Questa situazione di scollamento e decadenza sociale è percepita anche dalla borghesia italiana che sta cercando di correre ai ripari riproponendo i suoi classici valori di "dio, patria, famiglia". Per anni essa ha tratto profitto da questo degrado del tessuto sociale e soprattutto di quello proletario per farvi attecchire meglio il vangelo dell’individualismo e della sudditanza alle leggi del mercato. Oggi però i grandi capitalisti italiani hanno bisogno di un corpo sociale coeso e irregimentato per partecipare alla guerra economica e alle spedizioni militari che sono richieste dalla tutela del business nel mercato mondiale. È quindi per essi necessario che almeno una significativa fetta di lavoratori venga aggregata a sostegno materiale e psicologico delle aziende e dell’Italia nelle sue politiche di "pace" e di guerra. A tal fine può essere utile anche la campagna perbenista e reazionaria che sta prendendo il volo. Una campagna che può fare breccia nel nostro campo e che trova carburante anche in quel senso di fallimento e di impotenza che sempre più spesso, grazie soprattutto all’isolamento individuale in cui si è rinchiusi, finisce per dominare e fiaccare le nostre vite.

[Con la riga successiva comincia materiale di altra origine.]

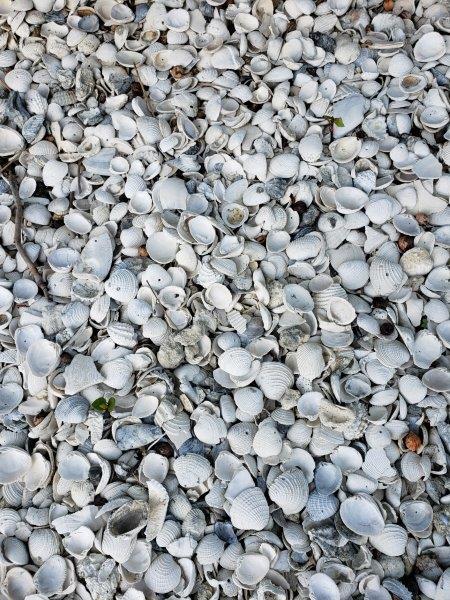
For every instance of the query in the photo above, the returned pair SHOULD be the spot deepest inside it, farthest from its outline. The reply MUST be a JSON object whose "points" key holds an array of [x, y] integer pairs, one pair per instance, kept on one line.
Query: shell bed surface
{"points": [[224, 300]]}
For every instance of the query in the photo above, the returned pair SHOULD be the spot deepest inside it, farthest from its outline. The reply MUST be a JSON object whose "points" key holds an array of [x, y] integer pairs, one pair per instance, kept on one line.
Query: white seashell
{"points": [[191, 470], [429, 47], [42, 544], [11, 141], [209, 549], [249, 510], [50, 578], [391, 541], [15, 463], [251, 569], [289, 491], [345, 149], [43, 357], [321, 586], [361, 515], [328, 478], [310, 360], [163, 575], [122, 285], [274, 379], [284, 165]]}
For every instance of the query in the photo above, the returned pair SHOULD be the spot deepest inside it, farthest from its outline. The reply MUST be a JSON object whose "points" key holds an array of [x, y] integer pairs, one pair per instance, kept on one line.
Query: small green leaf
{"points": [[101, 404]]}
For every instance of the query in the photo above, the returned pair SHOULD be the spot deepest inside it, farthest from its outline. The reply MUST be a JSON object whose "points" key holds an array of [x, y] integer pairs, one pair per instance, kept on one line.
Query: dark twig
{"points": [[18, 234]]}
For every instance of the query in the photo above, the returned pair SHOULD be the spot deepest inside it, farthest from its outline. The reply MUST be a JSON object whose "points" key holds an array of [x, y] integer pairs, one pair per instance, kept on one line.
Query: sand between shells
{"points": [[224, 300]]}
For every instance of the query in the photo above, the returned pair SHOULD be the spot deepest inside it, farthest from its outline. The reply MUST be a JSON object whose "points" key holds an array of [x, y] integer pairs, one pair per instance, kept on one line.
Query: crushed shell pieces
{"points": [[224, 300]]}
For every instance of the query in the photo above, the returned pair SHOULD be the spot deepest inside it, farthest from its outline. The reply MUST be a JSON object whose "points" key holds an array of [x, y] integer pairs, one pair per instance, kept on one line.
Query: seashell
{"points": [[251, 568], [11, 141], [361, 515], [321, 586], [209, 549], [191, 470], [249, 510], [50, 578], [274, 379], [345, 149], [284, 165], [121, 285], [43, 357], [310, 360], [328, 478], [391, 541], [42, 544], [163, 575], [429, 47], [14, 464], [417, 516], [73, 409], [289, 491]]}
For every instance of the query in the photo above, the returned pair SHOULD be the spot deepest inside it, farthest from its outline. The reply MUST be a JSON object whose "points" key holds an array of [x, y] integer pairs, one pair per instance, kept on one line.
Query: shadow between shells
{"points": [[224, 290]]}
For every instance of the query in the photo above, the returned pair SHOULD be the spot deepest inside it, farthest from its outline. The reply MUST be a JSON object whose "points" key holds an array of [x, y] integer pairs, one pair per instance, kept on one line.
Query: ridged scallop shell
{"points": [[235, 361], [284, 165], [249, 510], [417, 516], [191, 470], [274, 379], [321, 507], [11, 141], [163, 575], [391, 541], [251, 568], [50, 578], [386, 276], [310, 360], [73, 409], [42, 544], [14, 464], [290, 491], [361, 515], [209, 549], [122, 285], [267, 441]]}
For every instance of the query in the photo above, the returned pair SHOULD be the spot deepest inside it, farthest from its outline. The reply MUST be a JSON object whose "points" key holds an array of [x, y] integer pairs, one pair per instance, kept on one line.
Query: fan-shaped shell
{"points": [[249, 510], [274, 379], [289, 491], [163, 575], [361, 515]]}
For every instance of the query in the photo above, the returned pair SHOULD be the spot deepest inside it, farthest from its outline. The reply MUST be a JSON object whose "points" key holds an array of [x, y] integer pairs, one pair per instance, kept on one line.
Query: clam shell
{"points": [[15, 463], [361, 515], [249, 510], [274, 379], [289, 491], [163, 575]]}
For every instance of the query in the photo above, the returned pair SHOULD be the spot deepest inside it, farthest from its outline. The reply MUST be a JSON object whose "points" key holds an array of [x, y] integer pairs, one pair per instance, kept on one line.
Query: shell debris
{"points": [[224, 299]]}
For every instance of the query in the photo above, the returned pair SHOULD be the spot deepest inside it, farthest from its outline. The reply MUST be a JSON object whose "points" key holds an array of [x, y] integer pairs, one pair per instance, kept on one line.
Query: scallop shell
{"points": [[289, 491], [391, 541], [361, 515], [249, 510], [163, 575], [191, 470], [274, 379], [15, 463], [11, 141]]}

Potremo ricacciare indietro questa ondata limacciosa solo iniziando a ricostruire momenti ed organismi vivi di lotta e discussione, organismi in cui noi proletari collettivamente riprendiamo a lavorare insieme e a lottare insieme, ragionando e organizzandoci su tutte le questioni, su quelle "grandi" come su quelle "piccole". Ciò è possibile, è alla nostra portata, contrariamente al messaggio che ci viene quotidianamente lanciato di impotenza e chiusura. Su un piccolo esempio ma significativo di questo tipo ragioniamo nella pagina accanto. Nella mobilitazione contro il padrone, i lavoratori hanno iniziato a "riscoprire" alcuni di quei valori (l’unità, la solidarietà e un modo veramente diverso, fraterno ed umano di relazionarsi gli uni con gli altri) di cui tanto oggi si soffre la mancanza e che sono decisivi per la riscossa odierna e futura di tutti gli oppressi e gli sfruttati.